Friday, 24 September 2010
The area between the Cascades foothills and the Olympic Mountains is a mix of roads, towns, industry, farmland, islands, beaches and forests. The PNT threads a way through this varied terrain, sometimes on trails, too often on highways, some of them very busy. There are some attractive sections - Deception Pass State Park, the Bluffs Trail on Whidbey Island - but this hasn't been a memorable part of the walk. It finishes with the ferry to Port Townsend on the Olympic Peninsula. From here I head back to the mountains and then the Pacific coast and the end of the trail.

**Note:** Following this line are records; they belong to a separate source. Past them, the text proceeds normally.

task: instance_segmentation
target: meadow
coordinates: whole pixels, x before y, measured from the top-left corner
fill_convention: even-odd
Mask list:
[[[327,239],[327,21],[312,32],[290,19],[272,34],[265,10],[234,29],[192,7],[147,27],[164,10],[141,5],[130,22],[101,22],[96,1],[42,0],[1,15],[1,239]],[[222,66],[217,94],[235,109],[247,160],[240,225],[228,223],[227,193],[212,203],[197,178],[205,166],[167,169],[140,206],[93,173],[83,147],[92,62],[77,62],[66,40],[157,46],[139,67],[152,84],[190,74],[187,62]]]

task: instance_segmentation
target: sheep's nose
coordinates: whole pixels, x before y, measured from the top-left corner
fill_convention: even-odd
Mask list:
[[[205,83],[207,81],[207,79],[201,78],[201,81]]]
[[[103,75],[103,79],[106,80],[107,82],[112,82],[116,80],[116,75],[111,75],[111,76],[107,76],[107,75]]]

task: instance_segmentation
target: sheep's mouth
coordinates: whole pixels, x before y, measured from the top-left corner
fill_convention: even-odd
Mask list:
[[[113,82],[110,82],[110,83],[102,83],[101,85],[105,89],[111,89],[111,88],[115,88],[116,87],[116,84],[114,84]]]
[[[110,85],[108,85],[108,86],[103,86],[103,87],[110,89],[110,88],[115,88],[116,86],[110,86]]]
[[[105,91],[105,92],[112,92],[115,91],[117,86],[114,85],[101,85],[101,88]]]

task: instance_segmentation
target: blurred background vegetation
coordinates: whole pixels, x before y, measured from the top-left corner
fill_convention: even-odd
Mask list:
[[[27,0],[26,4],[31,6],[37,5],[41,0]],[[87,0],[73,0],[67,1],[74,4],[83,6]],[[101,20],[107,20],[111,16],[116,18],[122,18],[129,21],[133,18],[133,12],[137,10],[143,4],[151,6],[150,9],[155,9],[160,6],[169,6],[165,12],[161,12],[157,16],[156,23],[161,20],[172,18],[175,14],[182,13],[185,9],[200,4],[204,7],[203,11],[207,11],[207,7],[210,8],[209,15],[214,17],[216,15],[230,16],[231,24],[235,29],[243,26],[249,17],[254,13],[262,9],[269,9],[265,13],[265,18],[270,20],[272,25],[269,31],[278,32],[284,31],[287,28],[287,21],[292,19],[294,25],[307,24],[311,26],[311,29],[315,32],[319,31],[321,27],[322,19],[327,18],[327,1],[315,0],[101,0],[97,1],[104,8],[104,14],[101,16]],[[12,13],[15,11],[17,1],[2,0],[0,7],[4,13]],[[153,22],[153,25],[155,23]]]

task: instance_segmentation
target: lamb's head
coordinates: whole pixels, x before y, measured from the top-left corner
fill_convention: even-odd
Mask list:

Saturday, 18 September 2010
Sitting in a motel in downtown Sedro Woolley I'm looking out at grey skies, rain and the ragged edge of clouds shrouding the mountains. This has been the norm for the past 12 days with one glorious exception. The long hot days in the Purcells and Selkirks seem like another time now, another walk. Initially the climb out of the sagebrush of the Okanagon to the Eastern Pasayten Wilderness was in sunshine and I had excellent views of the isolated easternmost outliers of the Cascades, especially the dramatic rock pyramid of Cathedral Peak, and on one long high level traverse I could see the long line of the main Cascades shining in the sun. But once I crossed the Pasayten River and had climbed towards the main crest of the Pasayten, along which runs the Pacific Crest Trail, the clouds, rain, and, initially, snow closed in. Day after day I woke to mist and wetness. I traversed the crest, descended to Ross Lake and hiked through the North Cascades National Park (where I did enjoy the massive trees along Big Beaver Creek)with only occasional glimpses of the mountains. Then on the last day before I left the Cascades behind the skies slowly cleared to reveal the shining white dome of Mount Baker, northernmost of the great Cascade strato-volcanoes. I camped beneath the mountain and woke to a glorious view. Then it was down into the forest and back into the rain. The final two weeks will see me on the coast and crossing the Olympic Mountains. Maybe the weather will improve.